The survey revealed many differences between Huancavelica and Pasco and some important similarities. In both places, farmers have adapted their ‘traditional’ practices to intensify production. For example, although there is a lot of overlap, they grow bred cultivars at the lowest elevations, to produce a good cash crop for market. Mixed fields of floury landraces occupy the middle zone, mostly to feed the family. At the highest elevations, frost-resistant bitter potatoes join the mix, especially in Huancavelica.

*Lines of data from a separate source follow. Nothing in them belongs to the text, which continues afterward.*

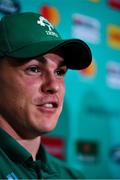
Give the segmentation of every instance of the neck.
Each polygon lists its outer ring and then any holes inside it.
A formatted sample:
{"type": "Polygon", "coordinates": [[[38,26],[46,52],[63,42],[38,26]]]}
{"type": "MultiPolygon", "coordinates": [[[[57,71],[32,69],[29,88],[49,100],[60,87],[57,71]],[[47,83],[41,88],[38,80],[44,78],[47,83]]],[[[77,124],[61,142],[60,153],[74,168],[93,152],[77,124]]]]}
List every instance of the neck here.
{"type": "Polygon", "coordinates": [[[34,160],[36,160],[36,154],[38,152],[41,137],[38,136],[34,139],[20,139],[18,142],[32,154],[34,160]]]}
{"type": "Polygon", "coordinates": [[[27,151],[29,151],[34,160],[36,159],[36,154],[41,143],[40,136],[31,139],[23,138],[7,122],[3,123],[1,118],[0,127],[4,129],[10,136],[12,136],[18,143],[20,143],[27,151]]]}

There are differences too. In Pasco, farmers shortened the fallow period in their more productive, lower fields and bought inputs to increase the productivity of bred potatoes for sale. At the same time, they maintained a longer fallow period in the higher fields, conserving the diversity that confers resilience on the system. Farmers in Huancavelica have twice as many children and one third the land of those in Pasco, effectively forcing them to shorten fallows in all fields and expand cultivation upwards. Much less of the land in Huancavelica is part of a communal fallowing system, 33.5% compared to 92.1% in Pasco, where communal practices are being maintained despite increased intensification.

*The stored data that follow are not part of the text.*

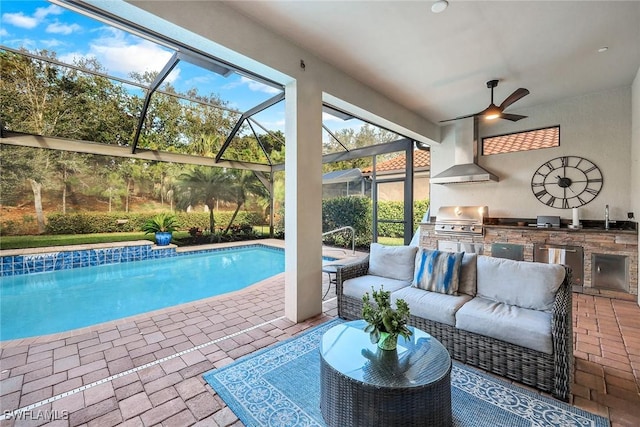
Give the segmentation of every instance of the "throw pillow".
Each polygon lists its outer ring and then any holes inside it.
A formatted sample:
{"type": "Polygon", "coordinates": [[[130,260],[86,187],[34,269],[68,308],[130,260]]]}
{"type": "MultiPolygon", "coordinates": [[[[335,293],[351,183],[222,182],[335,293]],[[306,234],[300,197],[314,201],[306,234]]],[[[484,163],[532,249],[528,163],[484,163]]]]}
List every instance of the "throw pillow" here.
{"type": "Polygon", "coordinates": [[[477,277],[477,260],[478,254],[466,252],[462,257],[460,264],[460,284],[458,292],[476,296],[476,277],[477,277]]]}
{"type": "Polygon", "coordinates": [[[458,295],[460,266],[464,252],[443,252],[420,249],[412,286],[425,291],[458,295]]]}
{"type": "Polygon", "coordinates": [[[417,251],[415,246],[372,243],[369,250],[369,274],[411,282],[417,251]]]}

However, although farmers are growing more bred cultivars for market, they are not abandoning their traditional varieties; instead, and in response to higher temperatures and pressure from pests and diseases, they have moved them up the slopes.
In need of support
Comparing contemporary information with data gathered by genebank collectors from 1975 to 1985 showed that on average floury landraces were now being grown about 300 meters higher than they were 30 years ago, with bitter types 100 meters higher. As a result of farmers’ responses to climate change, most of the potato’s genetic diversity is now concentrated between 3900 and 4200 meters above sea level; although not abandoned, much of that diversity is fragile.
Each floury landrace is grown by relatively few farmers, with roughly a third of them restricted to fewer than 1% of the households. Any kind of accident could extinguish the variety in that community, reducing overall resilience.
Bitter landraces are an even greater concern. They are much less diverse than floury landraces and most farmers are growing them less, for several reasons. The labor needed to make chuño has become scarcer, the necessary June frosts are more unpredictable, and consumer preferences are changing. “Clearly,” the paper reports, “bitter landraces are at risk of being lost.”
Stef de Haan, an Andean Food Systems Researcher at CIP, who supervised the research, points out that apart from frost resistance, the bitter species are also resistant to pests such as Andean potato weevils (Premnotrypes spp.). “Their genetic potential is key to future breeding strategies to cope with abiotic stressors,” de Haan says.